O Parlamento da África do Sul, na Cidade do Cabo, enfrentou um incêndio devastador, este domingo de madrugada. Durante mais de seis horas, cerca de 70 bombeiros combateram as chamas, apoiados por reforços vindos de toda a península, enquanto uma espessa coluna de fumo negro manchava o horizonte da cidade. O Presidente sul-africano, Cyril Ramaphosa, que saíra de Pretória, a sede do poder executivo, para fazer o seu discurso do estado da nação ao Parlamento, viu-se obrigado a mudar de planos.
A tragédia levou ao colapso do telhado decorado deste edifício histórico, com uma característica fachada branca e vermelha, onde o Presidente Frederik Willem de Klerk declarou o fim do regime de Apartheid, em 1990. E as paredes apresentam fraturas preocupantes, causadas pelo calor, avançou o jornal sul-africano Mail and Guardian. Há grande receio quanto à cave do edificio, recheada de artefactos como o rascunho do hino nacional, bem como em relação à biblioteca, aparentemente poupada pelas chamas, mas que pode ter sofrido danos devido à água.
“É muito claro que este fogo devastou o recinto do Parlamento e os seus conteúdos e espólio, incluindo tesouros históricos da herança do Parlamento”, reagiu Ramaphosa, em comunicado. “Isto é devastador, acontecendo um dia depois da nossa última despedida do arcebispo Desmond Tutu”, lamentou, referindo-se a um dos mais destacados símbolos da luta contra o Apartheid, falecido na passada semana, aos 90 anos.
Enquanto o Parlamento ardia, um caixão barato com os restos mortais de Tutu era enterrado, seguindo as instruções do arcebispo, famoso pela sua modéstia. O corpo de Tutu, que também se destacou na luta por causas ecologistas, foi “aquamado”, um método de cremação considerado mais sustentável, em que o falecido é colocado em água com uma substância alcalina, a cerca de 150 ºC. O corpo transforma-se em pó, num banho comparado a um batismo póstumo por alguns.

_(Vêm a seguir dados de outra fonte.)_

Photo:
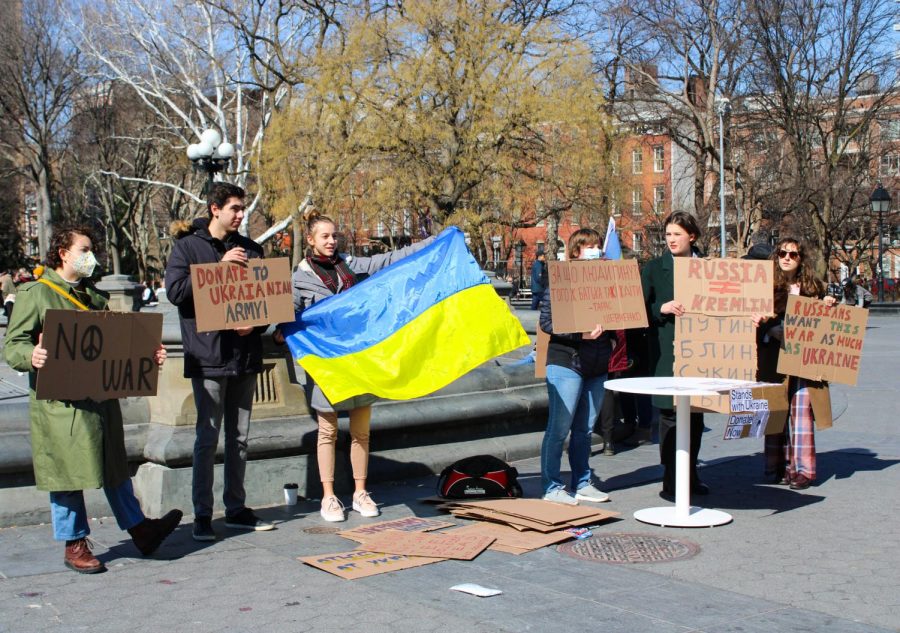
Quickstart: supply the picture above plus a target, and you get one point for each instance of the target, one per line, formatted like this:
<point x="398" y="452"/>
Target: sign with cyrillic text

Acidente ou fogo posto? Um homem de 51 anos foi detido e está a ser interrogado, anunciaram as autoridades sul-africanas. Um inquérito preliminar indica que o incêndio terá começado numa área de escritórios, no terceiro andar da ala mais antiga do Parlamento, e alastrado na direção de um ginásio.
“Até ao momento em que haja um relatório feito de que houve fogo posto, temos de ser cuidadosos para não fazer sugestões de que houve um ataque”, acautelou a presidente do Parlamento sul-africano, Nosiviwe Mapisa-Nqakula.
A África do Sul vive um momento político explosivo. Ainda em julho enfrentou motins e saques generalizados, no rescaldo dos protestos pela libertação do antigo Presidente Jacob Zuma, condenado a 15 meses de prisão por desrespeito ao tribunal quando era julgado por corrupção.
Zuma mantém um ódio visceral contra Ramaphosa, seu antigo vice. Na altura dos motins de julho, a imprensa sul-africana estava cheia de relatos de que apoiantes do antigo Presidente, muitos oriundos dos serviços secretos e forças de segurança, levaram a cabo atos de sabotagem, incentivando ao caos como retaliação pela sua condenação na justiça.